Posted in Informazioni Nazionali, Internet&Copyright, Politica&Società by yanfry on 13 febbraio 2015
Oggi a Roma il secondo atto dello Strike Meeting, con due obiettivi: rilanciare le pratiche di mutualismo e portare lo sciopero sociale in Europa.
Leggi il programma completo, le call dei workshop, delle assemblee plenarie, delle campagne e vertenze da costruire.
Dalle 16 diretta streaming della plenaria di apertura

Venerdì 13 febbraio prenderà il via il II atto dello Strike Meeting. Dopo il successo del meeting di settembre e dello Sciopero sociale del 14 novembre, due in particolare saranno gli obiettivi dell’incontro che si svolgerà a Roma il prossimo fine settimana: dare continuità e articolazione organizzativa alla coalizione sociale che si è espressa nell’autunno; estendere sul piano europeo la coalizione e il processo dello Sciopero sociale. Due obiettivi ambiziosi che attraverseranno le plenarie e i tanti workshop. Il Meeting, infine, sarà anche occasione per allargare la partecipazione a vertenze e figure sociali assenti o parzialmente presenti negli appuntamenti autunnali.

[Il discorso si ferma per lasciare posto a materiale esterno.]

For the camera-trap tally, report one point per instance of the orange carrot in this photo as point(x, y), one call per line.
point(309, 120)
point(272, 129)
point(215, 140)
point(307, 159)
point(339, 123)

Leggi l’appello di convocazione

English version

Programma

Venerdì 13 febbraio

Primo asse

ore 16:00, presso Aula XIII Scienze politiche – Sapienza

Assemblea plenaria – Il processo dello Sciopero sociale: le forme dell’azione e la sindacalizzazione diffusa

Sabato 14 febbraio

Secondo asse

Workshop – Vertenze e campagne comuni

Location: Esc, Communia, Sapienza

Vertenze comuni | ore 10 – 13

Freelance, professionisti atipici e degli ordini, lavoratori della conoscenza (Esc)

Lavoratrici e lavoratori della cultura e dello spettacolo (Esc)

Strikers migranti e lo sciopero del lavoro migrante (Communia)

Le lotte contro la “Buona scuola” di Renzi (Communia)

Gender Strike: sciopero dei/dai generi (Communia)

Le lotte nel mondo della ricerca e dell’università (Sapienza – Fisica)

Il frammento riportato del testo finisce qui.